Some 20 of his pieces of equipment had to be at Boston’s Convention Center by Monday afternoon, with others stationed at UMass-Boston.

Antonelli said from October to April, he constantly scours the weather reports.

Last Thursday, when talk of a storm first cropped up, he began the preparations.

“I watch the weather every single day because it changes so quickly, as you see here this week,” he said, noting that the weather has been rather mild until now. “We do subscribe to a weather service, but still you never really know. Last Friday night was a perfect example. We were supposed to get 1.5 inches and we got nearly three. We had to be ready for that. We had to call in guys out of bed to come plow.”

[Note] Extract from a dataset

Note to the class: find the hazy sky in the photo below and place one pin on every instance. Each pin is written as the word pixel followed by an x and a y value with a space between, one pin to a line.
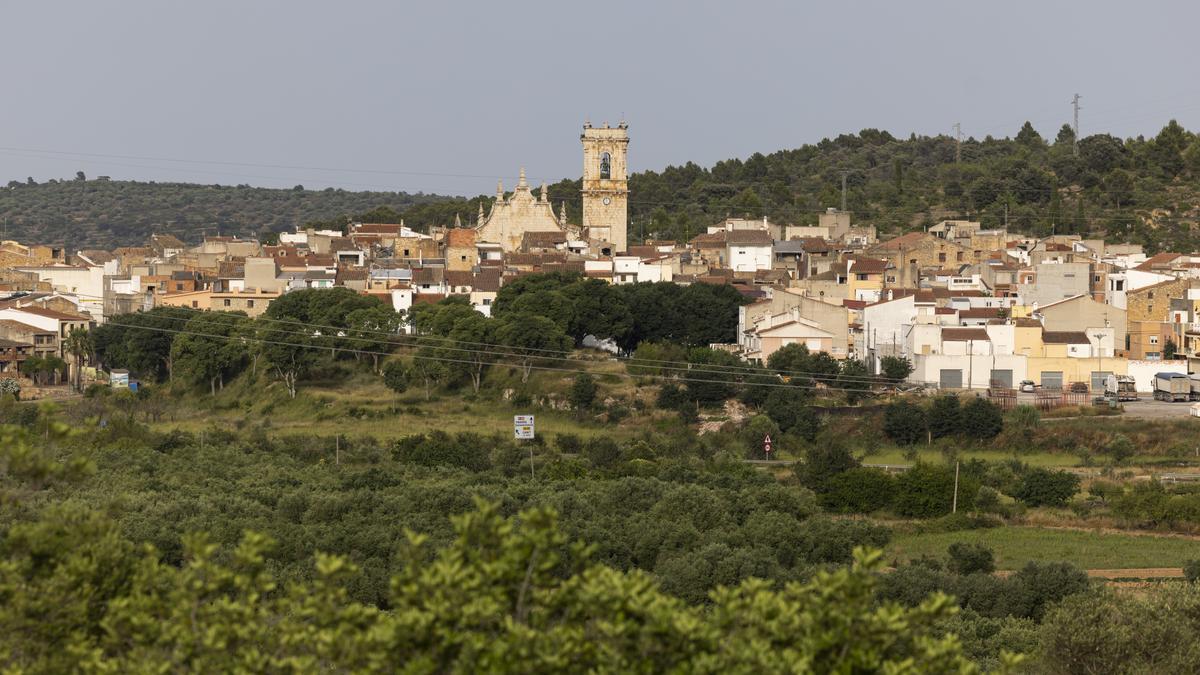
pixel 442 96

Antonelli said preparations began over the weekend when he and other GTA staffers began making calls to plow operators, seeing who could come in and who was available.

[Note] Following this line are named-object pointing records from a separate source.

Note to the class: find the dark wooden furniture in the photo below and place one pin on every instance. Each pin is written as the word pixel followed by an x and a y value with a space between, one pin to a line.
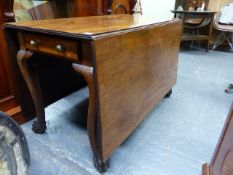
pixel 100 7
pixel 59 8
pixel 222 161
pixel 206 16
pixel 8 96
pixel 186 4
pixel 125 61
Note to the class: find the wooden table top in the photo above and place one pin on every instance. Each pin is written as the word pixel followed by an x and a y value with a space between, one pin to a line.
pixel 192 12
pixel 89 27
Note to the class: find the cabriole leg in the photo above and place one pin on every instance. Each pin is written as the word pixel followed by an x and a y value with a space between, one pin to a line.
pixel 31 79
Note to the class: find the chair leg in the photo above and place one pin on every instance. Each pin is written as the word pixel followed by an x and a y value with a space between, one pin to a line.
pixel 218 41
pixel 229 42
pixel 229 88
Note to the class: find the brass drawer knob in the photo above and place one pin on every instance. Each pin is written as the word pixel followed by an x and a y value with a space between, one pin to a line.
pixel 60 48
pixel 34 43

Monday included starting the day around 5 a.m. with preparations of engines, plows and securing salt deliveries and pickups.

“Snow removal equipment requires constant maintenance every day through the winter whether it snows or not,” he said. “We have so much stuff and the cold weather really breaks down this equipment, so you have to stay on top of it.”

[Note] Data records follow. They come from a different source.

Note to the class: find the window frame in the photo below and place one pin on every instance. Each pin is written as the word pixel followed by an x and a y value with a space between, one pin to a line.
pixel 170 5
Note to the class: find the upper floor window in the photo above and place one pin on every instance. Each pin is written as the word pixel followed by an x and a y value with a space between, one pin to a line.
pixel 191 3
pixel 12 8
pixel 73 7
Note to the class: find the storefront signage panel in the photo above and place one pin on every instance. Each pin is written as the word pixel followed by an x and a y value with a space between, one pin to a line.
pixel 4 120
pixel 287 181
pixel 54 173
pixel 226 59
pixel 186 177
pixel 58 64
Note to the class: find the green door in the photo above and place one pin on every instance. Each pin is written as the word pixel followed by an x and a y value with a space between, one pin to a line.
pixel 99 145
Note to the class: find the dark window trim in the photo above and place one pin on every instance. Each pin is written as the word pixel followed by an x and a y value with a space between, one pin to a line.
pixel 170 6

Inside the shop, Antonelli had five mechanics working diligently to make sure all of the plows – especially the large ones – were secure and in working order. They looked at all the moving parts, seeking out potential weaknesses.

While George Taska welded some joints on a large plow, Dana Fay and Abraham Salvador oversaw the hydraulics and brainstormed about what would be needed to get the plow fixed quickly. Those three and two other mechanics were scheduled to be at the ready throughout the storm on Tuesday, having the tools and parts nearby to fix any plows or trucks that might suffer a mechanical failure at the height of the “war.”

On Tuesday, the yard was bustling by 3 a.m. with equipment moving and employees ready.

By 6 a.m on Tuesday, the yard was empty and the equipment was in position.

Antonelli said he wasn’t going to be sitting around as some owners might.

“My day is part-time dispatcher, part-time plow operator and part-time mechanic,” he said. “I do whatever it takes to keep things going and I’m going to be out there the whole time wherever I’m needed.”

And that’s where it starts, from the top down.

Antonelli said it’s all about reputation in the business. He gets business because he performs, and he can perform because he has great employees and he makes every preparation.

“It’s very simple; people go with us because we perform,” he said. “It’s about your reputation in this business. No one has the equipment we have; no one has the great staff we have. They know with us, we’re going to show up and have what it takes to get the job done. It’s not easy work, but we get it done whether it’s two inches of snow or a blizzard like what we having this week.”

As the snow fell on Tuesday, Antonelli kept tabs on his equipment, knowing all preparations had been taken, but well aware that just about anything could happen.

It is, after all, a very unpredictable war.